I come with a groan, my cock pulsing as I shoot my load down her throat.
I pull out, looking down at her with a sneer because I need her to know that she’s nothing, just another whore to fuck, another thing to use.
As I tuck myself back into my pants, I watch the next guard taking his turn.
And I’ll admit I feel a pang of disappointment, I was hoping for more of a challenge, for a fight. But she just laid there and took it, like the pathetic bitch she is.
Pailtyn
I’m curled up in bed, my body aching, my mouth swollen and bruised from the brutal treatment I received. Every cut from those barb stings is a constant reminder of the torture I’ve endured.
The maids bring me soup, knowing I can’t eat solids yet, their gentleness is a stark contrast to the violence I’ve faced under my husband’s watchful gaze. As I sip down the warm broth, I can’t help but flinch because even liquids hurt.
I feel like I’ve been beaten, flogged.
I feel so much worse than I did after that awful party.
I don’t even remember how I got back here, who carried me, if I even was carried. From the bruising on my back, I suspect I was dragged the entire way back.
I feel weak, weak and pathetic. And the thing I hate most is that there’s no end to this. No light at the end of the tunnel. The only thing I can pray for is for Gunther’s demise. For him to go so absolutely insane, the Brethren are forced to step in and remove him, or perhaps, perhaps it might be as my mother suggests. That he might be sick, that he might just die.
I gasp as I contemplate that because the feelings I have, the desire inside of me, no good person thinks that way, no good person wishes for such a thing.
Maybe that’s what this is, maybe that’s the answer here, that I’m not a good person, not a good soul. That God knows what a piece of shit I really am in my heart, and all of this, all this pain and suffering is my punishment, my rightful karma.
But what could I possibly have done; how bad could I possibly be to deserve this?This?
When I’ve managed all the soup I can, Ada takes the bowl and puts it on the side. Kora helps me to sit up and I stare aimlessly at the wall.
“Why don’t we go for a walk?” Ada says quietly. “Get out of this room for a bit.”
I don’t want to. I don’t want to leave the safety of this space – only, it’s not safe, is it? Every night Gunther comes back here. He sleeps beside me. He fucks me as if he doesn’t even see all the damage he’s already inflicted on my flesh.

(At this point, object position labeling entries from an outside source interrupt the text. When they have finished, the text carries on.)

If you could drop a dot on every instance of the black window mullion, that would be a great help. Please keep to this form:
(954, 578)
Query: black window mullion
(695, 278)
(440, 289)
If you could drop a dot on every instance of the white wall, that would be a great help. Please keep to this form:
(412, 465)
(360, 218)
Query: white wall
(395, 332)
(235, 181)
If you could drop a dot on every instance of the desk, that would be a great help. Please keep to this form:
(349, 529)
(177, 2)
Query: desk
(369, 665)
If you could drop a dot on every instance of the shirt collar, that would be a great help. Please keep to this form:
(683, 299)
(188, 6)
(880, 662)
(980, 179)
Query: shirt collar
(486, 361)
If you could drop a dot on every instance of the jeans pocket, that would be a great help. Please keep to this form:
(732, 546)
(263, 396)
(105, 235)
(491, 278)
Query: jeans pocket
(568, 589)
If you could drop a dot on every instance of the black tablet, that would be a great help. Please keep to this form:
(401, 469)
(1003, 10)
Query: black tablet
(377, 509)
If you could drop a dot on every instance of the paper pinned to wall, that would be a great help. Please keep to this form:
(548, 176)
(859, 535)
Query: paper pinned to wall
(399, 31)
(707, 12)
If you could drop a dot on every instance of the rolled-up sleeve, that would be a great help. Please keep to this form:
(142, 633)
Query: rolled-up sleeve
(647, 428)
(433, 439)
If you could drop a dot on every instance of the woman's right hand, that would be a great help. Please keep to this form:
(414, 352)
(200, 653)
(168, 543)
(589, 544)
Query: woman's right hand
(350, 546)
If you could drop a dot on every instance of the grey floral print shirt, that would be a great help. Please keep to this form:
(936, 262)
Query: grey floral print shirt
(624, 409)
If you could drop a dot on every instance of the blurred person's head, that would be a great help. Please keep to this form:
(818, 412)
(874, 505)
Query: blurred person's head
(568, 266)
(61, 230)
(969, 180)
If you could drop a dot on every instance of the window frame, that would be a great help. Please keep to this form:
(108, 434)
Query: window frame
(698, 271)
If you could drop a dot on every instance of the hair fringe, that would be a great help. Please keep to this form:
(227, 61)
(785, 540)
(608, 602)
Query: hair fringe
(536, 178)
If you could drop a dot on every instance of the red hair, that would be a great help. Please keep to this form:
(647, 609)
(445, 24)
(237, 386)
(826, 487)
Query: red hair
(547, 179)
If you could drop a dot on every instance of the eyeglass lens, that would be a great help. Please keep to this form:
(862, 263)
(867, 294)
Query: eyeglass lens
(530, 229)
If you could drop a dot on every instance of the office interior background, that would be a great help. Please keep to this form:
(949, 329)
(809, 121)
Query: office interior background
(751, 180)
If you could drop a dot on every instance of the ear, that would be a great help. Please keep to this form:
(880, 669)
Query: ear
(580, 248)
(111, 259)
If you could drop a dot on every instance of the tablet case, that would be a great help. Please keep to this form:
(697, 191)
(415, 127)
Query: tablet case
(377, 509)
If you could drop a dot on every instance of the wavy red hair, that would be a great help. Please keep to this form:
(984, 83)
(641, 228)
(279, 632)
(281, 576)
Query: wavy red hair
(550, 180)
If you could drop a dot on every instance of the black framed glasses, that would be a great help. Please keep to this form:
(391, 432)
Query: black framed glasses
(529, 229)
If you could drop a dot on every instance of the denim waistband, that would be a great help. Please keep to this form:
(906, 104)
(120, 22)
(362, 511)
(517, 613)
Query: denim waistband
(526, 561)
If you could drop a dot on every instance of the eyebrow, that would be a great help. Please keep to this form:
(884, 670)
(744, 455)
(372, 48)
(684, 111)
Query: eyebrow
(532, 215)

Even now, he could walk right in and do whatever he pleased and none of us can stop him.
So how is this room safe? How is any of this Palace safe?

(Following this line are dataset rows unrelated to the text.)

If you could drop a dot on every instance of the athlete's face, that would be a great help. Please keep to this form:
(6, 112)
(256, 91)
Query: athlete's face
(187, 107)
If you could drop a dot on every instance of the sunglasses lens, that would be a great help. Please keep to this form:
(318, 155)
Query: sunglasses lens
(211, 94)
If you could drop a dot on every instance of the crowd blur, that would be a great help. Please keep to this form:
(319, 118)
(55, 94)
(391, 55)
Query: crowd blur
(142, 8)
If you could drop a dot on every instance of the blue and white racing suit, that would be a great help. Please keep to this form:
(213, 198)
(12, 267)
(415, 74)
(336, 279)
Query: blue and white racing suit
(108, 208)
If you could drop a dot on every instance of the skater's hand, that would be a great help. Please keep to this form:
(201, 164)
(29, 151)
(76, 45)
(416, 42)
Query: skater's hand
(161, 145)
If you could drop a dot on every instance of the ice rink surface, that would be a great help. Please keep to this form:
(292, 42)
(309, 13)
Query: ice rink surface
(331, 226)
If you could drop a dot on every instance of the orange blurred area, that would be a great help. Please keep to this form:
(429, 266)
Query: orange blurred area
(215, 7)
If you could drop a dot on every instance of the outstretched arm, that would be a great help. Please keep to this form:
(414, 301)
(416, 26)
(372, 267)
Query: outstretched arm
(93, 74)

I tremble, realising the enormity of my situation, how truly fucked I really am.
He’s going to kill me. That man, one day, he is going to murder me.
“Let’s go to the gardens.” Kora suggests. “A bit of sunshine and fresh air might make you feel better.”
My eyes widen as I look at her. Fresh air? It sounds tempting, but my head says this too is a trap. I’m not allowed out of this room, not allowed anywhere by myself technically. Will he be waiting the other side of the door? Will his guards be there, ready to beat me again?
When I voice that, they tell me that my dear husband has seen fit to relax the rules a little, that he’s decided to ease the bars around my cage just a smidgeon.
“Come on.” Ada says, taking my arm as gently as she can.
Kora goes to grab the robe from the bathroom, and she holds it out expectantly. I don’t doubt neither of them have ever dared be so presumptuous with a mistress before but a part of me is so grateful. I don’t need maids right now, I don’t need faceless, sycophant slaves. I need friends. I need allies. And I feel like we really are friends. That we’re all in this hellhole together.
I stand shakily. Kora eases the robe around my fragile body, and she ties the thing up in a way that makes me feel more secure than Fort Knox.
“We’ll go slow.” She says kindly.
My feet stumble on the first few steps. It feels like I have to fight my own body.
When we make it to the threshold, I still, looking around. My limbs freeze, expecting the blows, expecting the violence.